Thread: Foreign keys

Foreign keys

From
"MAR - Secretariado Geral"
Date:
Hi everybody,
 
First of all i'de like to apolagize cause my poor english. After this, i shuould say that i beleavee a year ago i brought this problem to the community but i donn't remember some answering about it. The problem is:
 
Every time a users misses a external refrenced key the PGSql raises an exception.
Well as far as i realise if we had 5 or 10 Foreign keys during an Insert/Update transaction only exception should be raised reporting all erros/messages after last external refrenced field missed at one time,not one by one.
Well, in order to implement this idea we will need to desable the built-in refencial integrety and build it all by your self- all the validation (look-ups etc..) before insert/update If tg_op='insert' or tg_op='update'  then as people do with non relational Databases - all hand-made. Well, this is very hard to beleave!!! I must be missing something.
 
Please i'must be wrong can some one explain me what i'm missing?
 
Thanks in Advance 
 
Mário Reis

Re: Foreign keys

From
Chris Mair
Date:
> First of all i'de like to apolagize cause my poor english. After this,
> i shuould say that i beleavee a year ago i brought this problem to the
> community but i donn't remember some answering about it. The problem
> is:
>  
> Every time a users misses a external refrenced key the PGSql raises an
> exception. 
> Well as far as i realise if we had 5 or 10 Foreign keys
> during an Insert/Update transaction only exception should be raised
> reporting all erros/messages after last external refrenced field
> missed at one time,not one by one.
> Well, in order to implement this idea we will need to desable the
> built-in refencial integrety and build it all by your self- all the
> validation (look-ups etc..) before insert/update If tg_op='insert' or
> tg_op='update'  then as people do with non relational Databases - all
> hand-made. Well, this is very hard to beleave!!! I must be missing
> something.
>  
> Please i'must be wrong can some one explain me what i'm missing?

When there is a constraint violation, the current transaction is rolled
back anyhow. 

What's the purpose of letting you insert 1000 records, then, at the end
say: "hah, all is rolled back becauase the 2nd record was invalid".
PG justly throws the exception immediately to let you know it's futile
inserting 998 more records.

I don't see a problem here.

Bye,
Chris.



-- 

Chris Mair
http://www.1006.org



Re: Foreign keys

From
Stefan Kaltenbrunner
Date:
MAR - Secretariado Geral wrote:
> Hi everybody,
>  
> First of all i'de like to apolagize cause my poor english. After this, i
> shuould say that i beleavee a year ago i brought this problem to the
> community but i donn't remember some answering about it. The problem is:
>  
> Every time a users misses a external refrenced key the PGSql raises an
> exception.
> Well as far as i realise if we had 5 or 10 Foreign keys
> during an Insert/Update transaction only exception should be raised
> reporting all erros/messages after last external refrenced field missed
> at one time,not one by one.
> Well, in order to implement this idea we will need to desable the
> built-in refencial integrety and build it all by your self- all the
> validation (look-ups etc..) before insert/update If tg_op='insert' or
> tg_op='update'  then as people do with non relational Databases - all
> hand-made. Well, this is very hard to beleave!!! I must be missing
> something.
>  
> Please i'must be wrong can some one explain me what i'm missing?
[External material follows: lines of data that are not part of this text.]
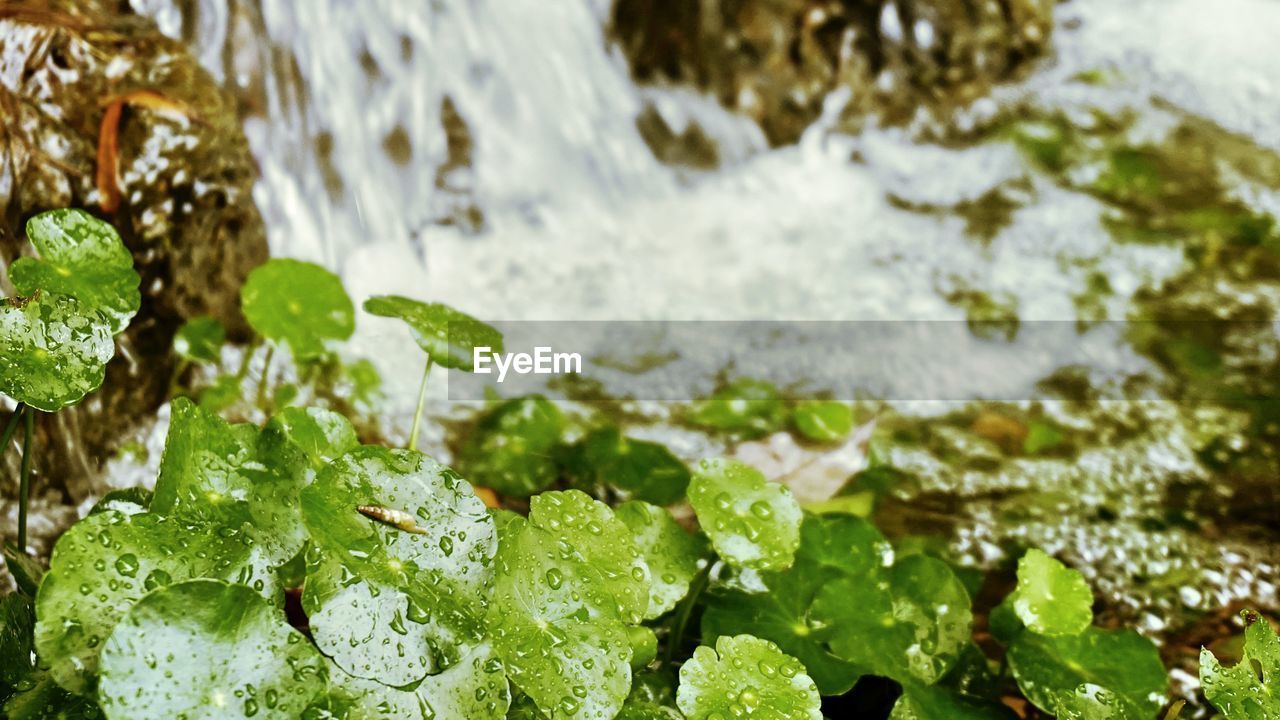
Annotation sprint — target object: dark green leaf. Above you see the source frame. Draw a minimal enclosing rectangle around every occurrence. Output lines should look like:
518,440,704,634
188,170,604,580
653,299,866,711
99,580,325,720
0,293,115,413
173,315,227,363
614,500,707,620
9,209,142,334
573,428,689,505
36,511,274,693
365,295,502,372
791,400,854,442
686,379,787,438
676,635,822,720
241,259,356,360
812,555,973,685
1007,628,1169,716
701,515,893,696
689,460,803,570
458,395,564,497
1009,548,1093,635
302,446,497,685
1199,611,1280,720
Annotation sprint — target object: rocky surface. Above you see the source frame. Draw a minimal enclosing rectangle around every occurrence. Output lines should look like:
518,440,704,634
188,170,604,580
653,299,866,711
0,0,268,502
612,0,1053,145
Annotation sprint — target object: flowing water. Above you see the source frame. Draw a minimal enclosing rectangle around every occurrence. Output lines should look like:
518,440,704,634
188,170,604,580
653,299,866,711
99,0,1280,696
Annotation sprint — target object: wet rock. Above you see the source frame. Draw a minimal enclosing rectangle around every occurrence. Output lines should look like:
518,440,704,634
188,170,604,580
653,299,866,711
0,0,268,502
611,0,1053,145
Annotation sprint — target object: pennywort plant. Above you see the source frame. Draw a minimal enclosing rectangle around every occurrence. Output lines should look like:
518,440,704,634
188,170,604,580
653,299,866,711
0,253,1280,720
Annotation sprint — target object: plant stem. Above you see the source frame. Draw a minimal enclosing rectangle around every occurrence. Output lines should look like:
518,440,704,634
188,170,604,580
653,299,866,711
663,560,712,665
236,337,261,380
0,402,27,456
257,345,275,413
18,409,36,553
408,355,431,450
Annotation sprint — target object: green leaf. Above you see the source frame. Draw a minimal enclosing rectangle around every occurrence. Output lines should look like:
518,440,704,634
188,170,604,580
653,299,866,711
689,460,803,570
36,511,273,694
614,500,707,620
791,400,854,442
458,395,564,497
4,673,102,720
0,593,36,697
488,491,649,720
888,683,1014,720
686,378,787,438
676,635,822,720
241,259,356,360
151,397,307,566
1007,628,1169,716
812,555,973,685
1199,611,1280,720
9,209,142,334
701,515,893,696
573,428,689,505
99,580,325,720
365,295,502,372
88,487,151,515
173,315,227,363
4,542,45,597
1053,683,1151,720
0,293,115,413
1009,548,1093,635
302,446,497,685
616,700,685,720
200,375,243,413
316,644,511,720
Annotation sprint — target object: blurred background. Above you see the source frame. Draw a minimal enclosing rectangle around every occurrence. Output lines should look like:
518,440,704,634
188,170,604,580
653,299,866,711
0,0,1280,707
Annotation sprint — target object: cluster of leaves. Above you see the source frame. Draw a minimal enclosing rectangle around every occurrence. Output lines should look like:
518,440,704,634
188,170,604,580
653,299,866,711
0,233,1280,720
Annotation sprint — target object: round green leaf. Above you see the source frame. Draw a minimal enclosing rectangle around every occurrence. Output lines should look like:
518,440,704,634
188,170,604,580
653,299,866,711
1053,683,1151,720
1009,548,1093,635
0,293,115,413
302,446,497,685
365,295,502,372
458,395,564,497
573,428,689,505
36,511,274,694
686,378,787,438
689,460,803,570
701,515,893,696
329,644,511,720
614,500,707,620
150,397,310,566
173,315,227,363
888,683,1014,720
488,491,649,720
9,209,142,334
812,555,973,685
241,259,356,360
1009,628,1169,716
617,700,685,720
676,635,822,720
99,580,325,720
1199,611,1280,720
791,400,854,442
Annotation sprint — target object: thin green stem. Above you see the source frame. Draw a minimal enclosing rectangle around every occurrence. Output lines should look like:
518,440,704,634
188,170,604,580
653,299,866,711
257,345,275,413
236,337,262,380
0,402,27,456
663,560,712,666
18,410,36,553
408,355,431,450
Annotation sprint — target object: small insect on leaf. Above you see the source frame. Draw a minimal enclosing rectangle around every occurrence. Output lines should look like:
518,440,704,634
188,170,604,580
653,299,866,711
356,505,426,536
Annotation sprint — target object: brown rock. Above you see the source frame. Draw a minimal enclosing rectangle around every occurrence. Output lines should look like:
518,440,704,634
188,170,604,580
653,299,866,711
0,0,268,501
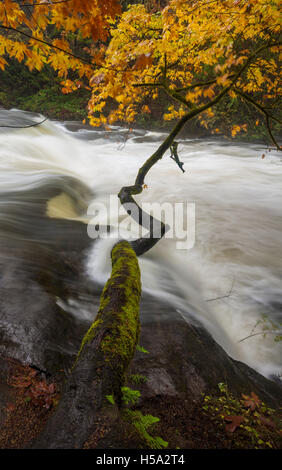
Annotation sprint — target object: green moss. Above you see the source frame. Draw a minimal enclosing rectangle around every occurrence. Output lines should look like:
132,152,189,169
72,241,141,385
202,383,281,449
97,242,141,370
128,374,148,384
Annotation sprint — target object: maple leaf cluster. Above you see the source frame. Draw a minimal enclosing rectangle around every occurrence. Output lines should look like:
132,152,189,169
0,0,281,143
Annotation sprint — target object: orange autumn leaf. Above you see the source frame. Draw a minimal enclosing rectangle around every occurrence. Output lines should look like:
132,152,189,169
224,415,245,433
242,392,261,411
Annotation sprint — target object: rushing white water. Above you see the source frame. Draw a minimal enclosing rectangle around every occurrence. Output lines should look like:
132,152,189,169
0,110,282,376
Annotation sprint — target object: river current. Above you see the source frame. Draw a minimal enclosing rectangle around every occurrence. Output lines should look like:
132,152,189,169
0,109,282,376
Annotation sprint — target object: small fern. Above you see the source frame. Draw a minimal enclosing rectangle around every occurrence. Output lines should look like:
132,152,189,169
129,374,147,384
106,395,115,405
136,344,150,354
124,410,168,449
121,387,141,405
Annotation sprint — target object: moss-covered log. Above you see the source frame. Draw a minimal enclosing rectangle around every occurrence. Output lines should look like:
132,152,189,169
33,241,141,449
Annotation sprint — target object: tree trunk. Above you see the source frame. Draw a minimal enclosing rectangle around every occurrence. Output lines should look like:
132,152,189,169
33,241,141,449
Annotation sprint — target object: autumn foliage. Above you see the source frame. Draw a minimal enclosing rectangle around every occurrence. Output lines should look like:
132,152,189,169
0,0,281,147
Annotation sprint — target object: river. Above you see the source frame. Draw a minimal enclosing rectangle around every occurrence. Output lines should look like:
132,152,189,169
0,109,282,376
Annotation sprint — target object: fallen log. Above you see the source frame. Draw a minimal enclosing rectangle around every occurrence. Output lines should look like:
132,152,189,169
32,241,141,449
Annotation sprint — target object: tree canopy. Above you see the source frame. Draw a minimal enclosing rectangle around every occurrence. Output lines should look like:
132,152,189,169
0,0,281,148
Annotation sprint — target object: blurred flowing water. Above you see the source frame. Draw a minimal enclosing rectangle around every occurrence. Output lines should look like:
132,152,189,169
0,109,282,376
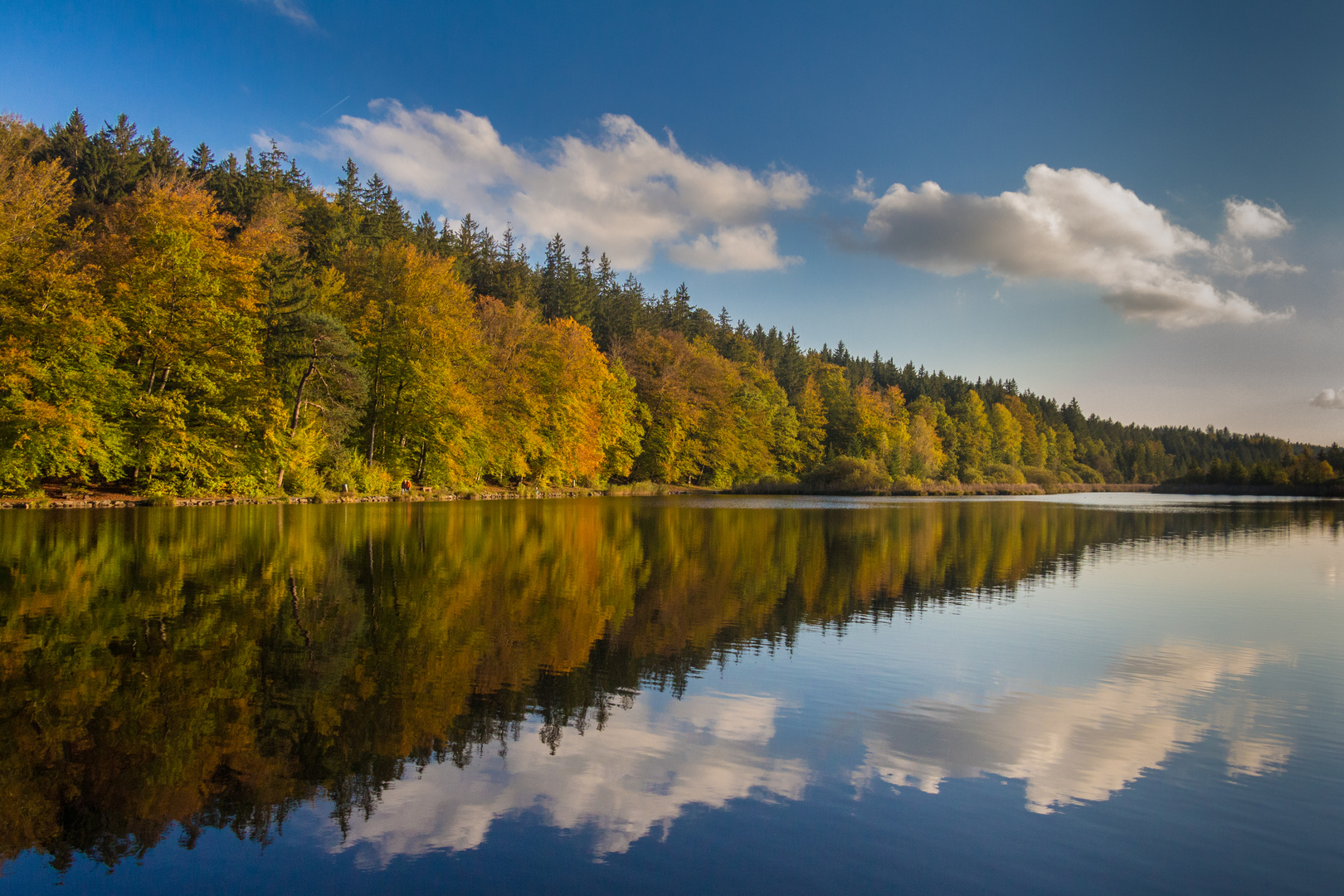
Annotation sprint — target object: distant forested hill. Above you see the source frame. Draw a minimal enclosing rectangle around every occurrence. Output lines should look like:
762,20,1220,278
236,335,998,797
0,111,1327,494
I'm not sure what you are complining about exactly but maybe you want to
declare your FK as DEFERRABLE INITIALLY DEFERRED ?
That way the constraint checking happens at the end of the transaction
and not immediately


Stefan


Re: Foreign keys

From
Gregory Stark
Date:
Chris Mair <chrisnospam@1006.org> writes:

> What's the purpose of letting you insert 1000 records, then, at the end
> say: "hah, all is rolled back becauase the 2nd record was invalid".
> PG justly throws the exception immediately to let you know it's futile
> inserting 998 more records.

Well there's plenty of cases where people want that and we support it with
deferred constraints.

However the OP sounds like he wants something else. I think what he wants is
when he inserts a record and it fails due to foreign key constraints to report
all the violated constraints, not just the first one found.

I never run into this problem myself because I think of foreign key
constraints as more akin to C assertions. They're a backstop to make sure the
application is working correctly. I never write code that expects foreign key
constraint errors and tries to handle them.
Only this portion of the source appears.